$x_1>x_0$ for $x_{n+1} = e^{\frac13(x_n-2)}$

Question

I have this fixed point iteration for finding a solution of the given equation: $x_{n+1} = e^{\frac13(x_n-2)}$.

I have to show that if $x_0=\beta+\epsilon$, where $\epsilon$ is a positive real number, then $x_1>x_0$.

And also to deduce that this fixed point iteration does not converge to $\beta$ for all $x_0>\beta$.

(Hint: You may need to use the facts that $\beta$ is a solution of $x-3lnx=2$, and that $\beta>3$)

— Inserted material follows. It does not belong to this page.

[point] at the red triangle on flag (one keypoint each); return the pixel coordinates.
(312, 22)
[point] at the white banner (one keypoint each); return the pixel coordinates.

OK. My approach is to start from the equation $x-3lnx=2$ and use $\beta$ as a solution. And then I add $\epsilon$ to one side of the equation to arrive at the inequality $x_0<x_1+\epsilon$, which is not what I exactly want.

Any suggestions?

Thanks

Answer 1

Consider the function $u:x\mapsto\exp(\frac13(x-2))-x$ then $u(\beta)=0$ and $u'(x)=\frac13\exp(\frac13(x-2))-1$ hence $u'$ is increasing. If $u'(\beta)\gt0$ then $u'(x)\gt0$ for every $x\gt\beta$ hence $u(x)\gt u(\beta)=0$ for every $x\gt\beta$. In particular, if $x_0\gt\beta$ then $x_1=x_0+u(x_0)\gt x_0$.

To show that $u'(\beta)\gt0$, note that $u'(x)\gt0$ is equivalent to $\exp(\frac13(x-2))\gt3$, that is, $x\gt2+3\log3$. But $\beta=2+3\ln\beta$ and one knows that $\beta\gt3$, hence $\beta\gt2+3\ln3$, QED.